Chicken or Pixel, Which Came First?
I often ask those on workshops with me, which came first, the chicken or the pixel? What do I mean by that question? We need to understand what the computer can do when we’re at the camera. We need to know what the camera did when we’re at the computer. They are both computers and the one thing all computers love is data. The more data a computer has, the more the information it can provide us when we ask the right questions. This is so true of digital photography. Since the camera is the computer with the greatest amount of input (the world we see in the viewfinder), the more data we gather of the real world and faithfully gather it, the more the digital darkroom computer has to work with.

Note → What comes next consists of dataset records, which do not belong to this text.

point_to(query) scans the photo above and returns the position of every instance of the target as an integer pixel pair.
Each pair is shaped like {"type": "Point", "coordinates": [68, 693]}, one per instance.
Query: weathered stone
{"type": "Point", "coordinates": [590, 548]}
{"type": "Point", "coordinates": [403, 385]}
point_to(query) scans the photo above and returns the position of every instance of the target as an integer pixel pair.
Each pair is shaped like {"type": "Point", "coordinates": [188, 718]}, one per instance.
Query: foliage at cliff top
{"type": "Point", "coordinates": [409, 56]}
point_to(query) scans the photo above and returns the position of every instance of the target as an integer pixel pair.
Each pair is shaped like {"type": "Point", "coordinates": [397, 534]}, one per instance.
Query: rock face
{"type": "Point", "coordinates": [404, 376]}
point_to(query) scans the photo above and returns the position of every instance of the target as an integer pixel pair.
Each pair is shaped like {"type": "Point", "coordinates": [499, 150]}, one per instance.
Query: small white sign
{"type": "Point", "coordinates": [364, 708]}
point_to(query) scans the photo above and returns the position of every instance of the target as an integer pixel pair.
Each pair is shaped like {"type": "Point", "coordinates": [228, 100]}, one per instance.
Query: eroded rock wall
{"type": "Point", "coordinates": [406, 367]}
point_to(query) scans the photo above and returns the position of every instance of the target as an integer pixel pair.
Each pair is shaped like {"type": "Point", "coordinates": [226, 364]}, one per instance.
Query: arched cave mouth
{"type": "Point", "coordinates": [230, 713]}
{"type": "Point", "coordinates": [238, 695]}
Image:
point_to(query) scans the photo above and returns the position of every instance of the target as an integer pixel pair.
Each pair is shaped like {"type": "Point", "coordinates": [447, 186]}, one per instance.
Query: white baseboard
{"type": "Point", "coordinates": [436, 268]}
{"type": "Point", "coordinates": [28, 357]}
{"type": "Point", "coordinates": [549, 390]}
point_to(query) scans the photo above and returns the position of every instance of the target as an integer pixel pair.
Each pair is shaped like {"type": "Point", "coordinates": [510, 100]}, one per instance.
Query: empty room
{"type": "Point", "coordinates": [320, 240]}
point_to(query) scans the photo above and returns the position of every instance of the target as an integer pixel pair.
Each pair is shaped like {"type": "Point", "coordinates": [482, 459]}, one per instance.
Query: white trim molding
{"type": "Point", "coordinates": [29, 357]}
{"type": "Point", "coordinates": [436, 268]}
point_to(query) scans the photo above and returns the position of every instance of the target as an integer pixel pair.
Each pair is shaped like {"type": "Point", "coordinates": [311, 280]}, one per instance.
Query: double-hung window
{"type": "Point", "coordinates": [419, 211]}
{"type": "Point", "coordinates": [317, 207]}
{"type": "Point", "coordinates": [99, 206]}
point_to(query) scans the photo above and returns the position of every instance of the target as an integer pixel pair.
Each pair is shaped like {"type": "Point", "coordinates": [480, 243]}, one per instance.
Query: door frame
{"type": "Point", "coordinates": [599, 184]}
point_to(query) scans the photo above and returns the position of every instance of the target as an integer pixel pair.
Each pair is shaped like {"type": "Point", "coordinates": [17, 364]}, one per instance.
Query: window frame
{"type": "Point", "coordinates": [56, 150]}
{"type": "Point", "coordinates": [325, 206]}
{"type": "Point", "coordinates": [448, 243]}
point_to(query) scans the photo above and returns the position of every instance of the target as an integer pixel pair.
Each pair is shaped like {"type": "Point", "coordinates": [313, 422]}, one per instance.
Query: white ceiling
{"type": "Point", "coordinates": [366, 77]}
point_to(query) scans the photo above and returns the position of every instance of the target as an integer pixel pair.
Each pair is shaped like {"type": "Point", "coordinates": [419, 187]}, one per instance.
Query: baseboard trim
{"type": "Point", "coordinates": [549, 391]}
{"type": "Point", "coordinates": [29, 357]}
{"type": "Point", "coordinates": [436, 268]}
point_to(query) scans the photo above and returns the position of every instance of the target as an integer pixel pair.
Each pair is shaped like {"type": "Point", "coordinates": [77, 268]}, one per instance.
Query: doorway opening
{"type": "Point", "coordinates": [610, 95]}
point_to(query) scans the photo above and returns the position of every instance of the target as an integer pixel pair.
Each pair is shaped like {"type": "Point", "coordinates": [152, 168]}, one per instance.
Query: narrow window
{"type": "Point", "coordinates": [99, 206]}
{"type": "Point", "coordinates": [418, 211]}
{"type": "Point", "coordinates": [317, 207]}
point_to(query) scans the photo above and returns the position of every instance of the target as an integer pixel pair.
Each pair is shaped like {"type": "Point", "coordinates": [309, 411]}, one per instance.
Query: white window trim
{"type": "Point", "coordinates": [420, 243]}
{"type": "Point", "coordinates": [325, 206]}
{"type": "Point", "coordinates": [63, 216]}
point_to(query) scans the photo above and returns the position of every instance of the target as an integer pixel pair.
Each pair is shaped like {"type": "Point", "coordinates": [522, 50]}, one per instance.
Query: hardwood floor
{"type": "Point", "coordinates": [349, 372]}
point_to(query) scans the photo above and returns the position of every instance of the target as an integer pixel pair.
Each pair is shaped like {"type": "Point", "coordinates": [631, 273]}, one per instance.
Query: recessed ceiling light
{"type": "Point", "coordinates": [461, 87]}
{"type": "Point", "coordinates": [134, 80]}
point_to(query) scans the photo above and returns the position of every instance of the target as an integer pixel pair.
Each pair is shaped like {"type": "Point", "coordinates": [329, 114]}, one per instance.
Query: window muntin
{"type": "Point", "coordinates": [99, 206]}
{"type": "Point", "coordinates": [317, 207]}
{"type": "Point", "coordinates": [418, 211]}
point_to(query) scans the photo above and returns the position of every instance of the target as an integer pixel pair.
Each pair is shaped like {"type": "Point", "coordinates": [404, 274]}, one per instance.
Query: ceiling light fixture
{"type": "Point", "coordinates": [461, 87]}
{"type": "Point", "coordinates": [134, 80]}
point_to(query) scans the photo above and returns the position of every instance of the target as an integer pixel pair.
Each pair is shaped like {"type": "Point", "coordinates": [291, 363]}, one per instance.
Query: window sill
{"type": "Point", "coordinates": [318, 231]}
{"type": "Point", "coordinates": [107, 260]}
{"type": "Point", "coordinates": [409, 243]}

It’s really simple math, that we complicate with things like f/stop and shutter speed. But it all translates how successfully we see the world with our emotions when shooting to the emotions evoked in the final image.
I put this image up as an example of what I mean that I just took at the Grand Canyon with the D850 / 70-200f4. The bottom photo represents how the camera’s computer captured the view without input from me, the photographer. There is a reason why I call the camera a “cold-hearted bastard” and that’s because it has no Romance Menu Setting. The warmth comes from (all done at the camera) my dialing in a WB of 10k, -3 Exp Comp with the Standard Tone Curve. This is all based on the light I SAW falling on the sceen and the story I wanted to tell. Yes, I know that many will argue you can do this all in post which is true. Being a craftsman and understanding the Sum of All the Parts, I will always do this all in the camera because that’s what a photographer does. In that way when I go to the computer and I want to apply DeHaze, I maximize my results, my quality so if all done correctly, the image simply reaches out and grabs heartstrings. The process in my mind though remains the same, the chicken of the pixel, which came first?